Guthman has directed 13 documentaries, including Messner (2002), the first documentary about Reinhold Messner, world's greatest mountain climber, since Werner Herzog’s The Dark Glow of the Mountains in 1984. Messner was an Opening Night selection of the Mountainfilm in Telluride festival in 2004. He also made two highly regarded environmental films: The Hudson Riverkeepers (1998) and The Waterkeepers (2000). In 2008, on the tenth anniversary of The Hudson Riverkeepers, Guthman re-edited the two films into one feature-length documentary under the title, The Waterkeepers. It premiered at the Environmental Film Festival in the Nation's Capital and was released on iTunes and Amazon Video. He has written 15 documentaries and edited 12.
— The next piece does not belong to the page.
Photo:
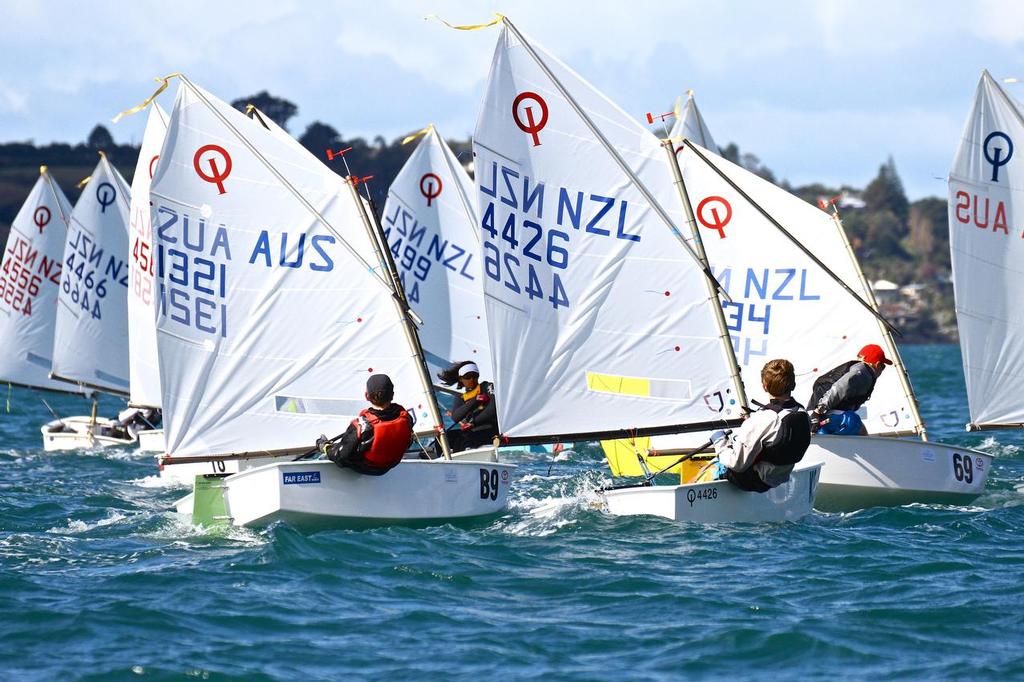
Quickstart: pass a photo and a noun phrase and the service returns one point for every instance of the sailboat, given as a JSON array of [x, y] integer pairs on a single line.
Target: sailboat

Churning the Sea of Time: A Journey Up the Mekong to Angkor, premiered at Lincoln Center in April 2006. It was an official selection of the Museum of Modern Art's "Directors Fortnight Expanded" in 2007 and was shown at the Royal Geographical Society in London, the Smithsonian in Washington, DC; and the Asia Society in New York, among other featured screenings.

Guthman's 2009 feature documentary, Skiing Everest (film), features the handful of skiers worldwide who climb Mount Everest and other 8,000-meter peaks alpine style (without using supplemental oxygen, or hiring porters and guides), and click into their skis. Filmed around the world, it includes skiers Mike Marolt, who was also director of photography, Steve Marolt, Hans Kammerlander, Chris Davenport, Laura Bokas, Mark Newcomb and Fredrik Ericsson. Skiing Everest was licensed by ESPN in 2011 for broadcast in the United States and Europe. It debuted on ESPN Classic in November 2011 with six primetime broadcasts over the weekend of November 18–20. Skiing Everest (film) was converted from 2D to 3D in 2012 by Blue Hemisphere 3D.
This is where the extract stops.